LA concentración convocada por organizaciones representativas de las víctimas del terrorismo reunió el sábado en Madrid a decenas de miles de ciudadanos, en muestra de solidaridad y apoyo ante la nueva situación creada con el anuncio de alto el fuego de ETA. Un pronunciamiento que ha constituido un motivo de esperanza para el conjunto de la sociedad; también para las personas y para las familias que más han sufrido a causa de los sangrientos atentados de la banda criminal. Sin embargo, ese incipiente alivio y esa esperanza en buena medida se vuelven contradictorias para las víctimas del terrorismo en tanto que el alto el fuego subraya la crueldad de los crímenes cometidos por ETA contra ellas o contra sus seres queridos. Porque las víctimas perciben que, tras un reconocimiento social inexplicablemente tardío, pueden pasar a albergar sentimientos muy diferentes a los que manifiesta buena parte de la sociedad.
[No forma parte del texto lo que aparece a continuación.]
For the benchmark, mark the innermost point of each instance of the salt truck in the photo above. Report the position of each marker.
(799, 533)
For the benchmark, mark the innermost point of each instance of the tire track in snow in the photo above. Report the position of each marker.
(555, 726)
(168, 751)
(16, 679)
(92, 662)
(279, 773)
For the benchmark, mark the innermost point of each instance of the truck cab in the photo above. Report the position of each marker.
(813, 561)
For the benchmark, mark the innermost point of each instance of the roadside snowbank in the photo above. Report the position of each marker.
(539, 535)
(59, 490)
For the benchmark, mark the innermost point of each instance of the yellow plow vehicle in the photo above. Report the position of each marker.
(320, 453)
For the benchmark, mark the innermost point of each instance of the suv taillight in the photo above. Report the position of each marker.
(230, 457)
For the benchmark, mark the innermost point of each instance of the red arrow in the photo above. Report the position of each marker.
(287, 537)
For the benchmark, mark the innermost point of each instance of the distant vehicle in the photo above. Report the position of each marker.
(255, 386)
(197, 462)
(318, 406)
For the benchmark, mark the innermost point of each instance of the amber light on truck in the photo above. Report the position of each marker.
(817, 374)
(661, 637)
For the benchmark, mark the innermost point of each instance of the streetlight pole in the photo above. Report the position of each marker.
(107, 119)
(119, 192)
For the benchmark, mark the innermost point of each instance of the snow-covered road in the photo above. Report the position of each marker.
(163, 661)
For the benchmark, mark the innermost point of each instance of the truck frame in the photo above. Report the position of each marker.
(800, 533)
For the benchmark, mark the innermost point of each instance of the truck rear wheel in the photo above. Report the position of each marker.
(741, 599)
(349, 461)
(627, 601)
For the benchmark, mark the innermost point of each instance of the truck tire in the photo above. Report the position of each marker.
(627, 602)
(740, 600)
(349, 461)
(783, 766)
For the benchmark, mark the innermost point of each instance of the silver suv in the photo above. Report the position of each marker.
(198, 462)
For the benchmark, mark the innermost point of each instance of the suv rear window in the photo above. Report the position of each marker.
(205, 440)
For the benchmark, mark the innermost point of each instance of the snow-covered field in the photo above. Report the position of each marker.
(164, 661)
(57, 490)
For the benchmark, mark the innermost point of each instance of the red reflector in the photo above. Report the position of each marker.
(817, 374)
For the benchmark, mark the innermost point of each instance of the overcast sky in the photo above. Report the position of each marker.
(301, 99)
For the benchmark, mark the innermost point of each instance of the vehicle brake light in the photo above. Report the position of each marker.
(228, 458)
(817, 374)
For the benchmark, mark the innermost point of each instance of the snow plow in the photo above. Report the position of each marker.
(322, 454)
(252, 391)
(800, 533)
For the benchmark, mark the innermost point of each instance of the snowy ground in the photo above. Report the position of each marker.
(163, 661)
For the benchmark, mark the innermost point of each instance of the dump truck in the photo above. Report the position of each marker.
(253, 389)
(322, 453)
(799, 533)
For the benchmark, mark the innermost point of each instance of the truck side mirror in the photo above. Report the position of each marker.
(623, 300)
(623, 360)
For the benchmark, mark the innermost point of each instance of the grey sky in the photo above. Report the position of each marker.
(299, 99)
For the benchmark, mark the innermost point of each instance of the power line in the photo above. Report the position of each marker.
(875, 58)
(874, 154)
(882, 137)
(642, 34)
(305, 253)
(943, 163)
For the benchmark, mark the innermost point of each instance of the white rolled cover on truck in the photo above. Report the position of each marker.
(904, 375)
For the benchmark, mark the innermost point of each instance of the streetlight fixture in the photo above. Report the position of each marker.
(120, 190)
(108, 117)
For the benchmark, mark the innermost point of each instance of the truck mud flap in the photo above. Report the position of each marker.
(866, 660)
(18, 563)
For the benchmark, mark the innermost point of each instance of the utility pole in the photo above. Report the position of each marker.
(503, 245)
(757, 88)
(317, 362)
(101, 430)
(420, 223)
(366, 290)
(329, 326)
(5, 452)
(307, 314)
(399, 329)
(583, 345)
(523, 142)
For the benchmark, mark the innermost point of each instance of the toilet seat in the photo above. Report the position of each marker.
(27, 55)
Es evidente que con la declaración del alto el fuego ETA, sus activistas y sus seguidores de la izquierda aberzale tratan de eludir la deuda que deben saldar con la sociedad. Tratan de diluir las culpas personales persistiendo en un relato sectario de lo acontecido, transfiriendo a la historia, al 'conflicto' o a «los Estados español y francés» la carga de su bárbara trayectoria. Es todo esto lo que aumenta el dolor de las víctimas. La sociedad y las instituciones deben tener en cuenta toda esta vertiente de injusticia sobrevenida que se cierne en torno a eso que se denomina 'proceso de paz'. Las instituciones y la ciudadanía entera tienen el deber de procurar que la paz alcance a las víctimas manteniendo vivo el recuerdo y el reconocimiento, compensándolas moralmente y en derechos, reivindicando el papel que les corresponde a la hora de delimitar cómo ha de desaparecer el terrorismo de nuestras vidas. La oposición de los convocantes a la iniciativa emprendida por el presidente Rodríguez Zapatero resulta comprensible en tanto que pudiera facilitar que ETA y sus activistas se agazaparan, eludieran su responsabilidad por el mal causado y pretendieran además dictar las condiciones del final definitivo de la violencia. Pero es necesario que las organizaciones de víctimas, todas ellas, introduzcan matices en la expresión de sus críticas legítimas y eviten, tanto las descalificaciones globales y los juicios de intenciones precipitados, como la exacerbación de sentimientos cuyo reconocimiento social no será mayor porque sean expresados con mayor rotundidad.
La de ayer fue la cuarta manifestación organizada por la AVT, y tenía lugar poco después de que se hubiera desencadenado la controversia originada por el anuncio de que el PSE-PSOE se dispone a entrevistarse con Batasuna, que ha causado la ruptura del consenso entre el Gobierno y la oposición. Sin embargo, esta cuestión vital, sin duda un error flagrante del Gobierno que sí podía generar indignación en las víctimas, fue postergada a un segundo lugar por la AVT, que colocaba en primer término el lema 'queremos saber la verdad', una alusión directa al 11-M y a la versión sostenida por algunos sectores políticos recalcitrantes, según la cual los atentados del 11-M habrían sido cometidos, pese a todas las evidencias, con el concurso de ETA y con la ayuda quizá de siniestros cómplices. Por añadidura, ciertos portavoces mediáticos de semejante especie sembraron la confusión en vísperas de la marcha al agredir mediante graves injurias al alcalde de Madrid, culpable de haber recomendado a su partido que se desmarque de las fabulaciones en torno al 11-M.
Excesos
La inquietud o la indignación que puedan sentir las víctimas por una actuación gubernamental que consideren poco clara, precipitada, excesivamente condescendiente con los terroristas e incluso abiertamente claudicante no les hace poseedores de la razón absoluta, y mucho menos les legitima para aventar sospechas y extender suposiciones infundadas. Es justa su demanda de reconocimiento y su reivindicación de un papel determinante en la definición de lo que ha de ser el logro definitivo del final del terrorismo, aunque eso no evita que puedan ser objeto de crítica cuando, por exceso, acaban utilizando el alto valor moral de su testimonio para poner en duda la entereza de las instituciones del Estado y la actuación de la justicia.